The subsequent history of Henry M. Avery is unknown. There are two brief notices about him in the Saturday Journal but they add nothing to our knowledge. In No. 344, October 14, 1876, it is stated that "Sitting Bull sent a messenger to Gen. Terry's headquarters asking for a white man who was formerly a prisoner with the Sioux, and whose Indian name was Mohenesto," and in No. 370, April 14, 1877, the editor of the Correspondents' Column says: "We don't know Maj. Max Martine's present address." After that, nothing.
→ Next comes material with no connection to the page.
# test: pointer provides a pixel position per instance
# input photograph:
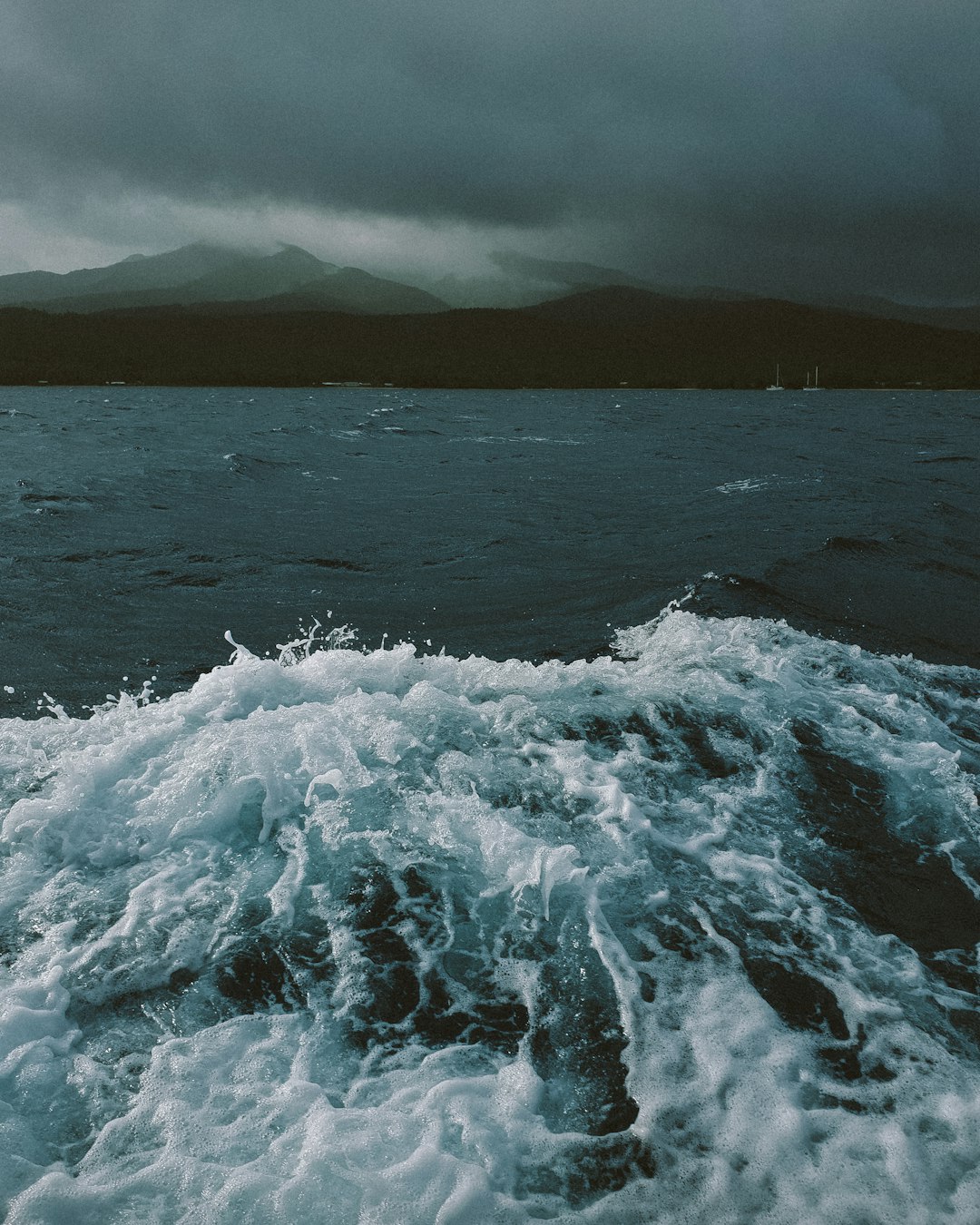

The City Directories show a certain Henry M. Avery in Chicago in 1878, the year that the newspaper man left Warren, but this Avery is listed as a bookkeeper and later as a commission merchant until 1887. In 1889 an H. M. Avery, typesetter, and in 1890 a journalist, are listed, but there is nothing to show that any of these is the subject of this sketch.

Under the pen name "Max Martine," the following works appeared.

Stair's American Novels. Nos. 83, 111
Dime Novels. No. 285
Saturday Journal. Nos. 129, 394
Pocket Novels. Nos. 67, 100, 148
Boy's Library
(octavo). Nos. 162, 216


Notes

1 Saturday Star Journal, III, No. 129, August 31, 1872, to No. 150, January 25, 1873. The biography is in No. 129, p. 4.
2 He was mentioned in Lieutenant Beaumont's report to the Commissioners of Indian Affairs, June 3, 1866, as having a good influence upon the Indians.
3 Saturday Star Journal, August 17, 1872, 4
4 Ibid., No. 135, October 12, 1872. Quoted from the Sentinel.
5 Ibid., No. 191, November 8, 1873, 4. Quoted from the Sentinel.
6 Ibid., No. 209, March 14, 1874, 4.
7 Anon., The History of Jo Daviess County, Illinois, Chicago, 1878, 661. A letter to the present editor of the Warren Sentinel brought the reply that he had no personal knowledge of Mr. Avery.
8 In litteris, E. C. Miller, Registrar Rush Medical College, December 5, 1942.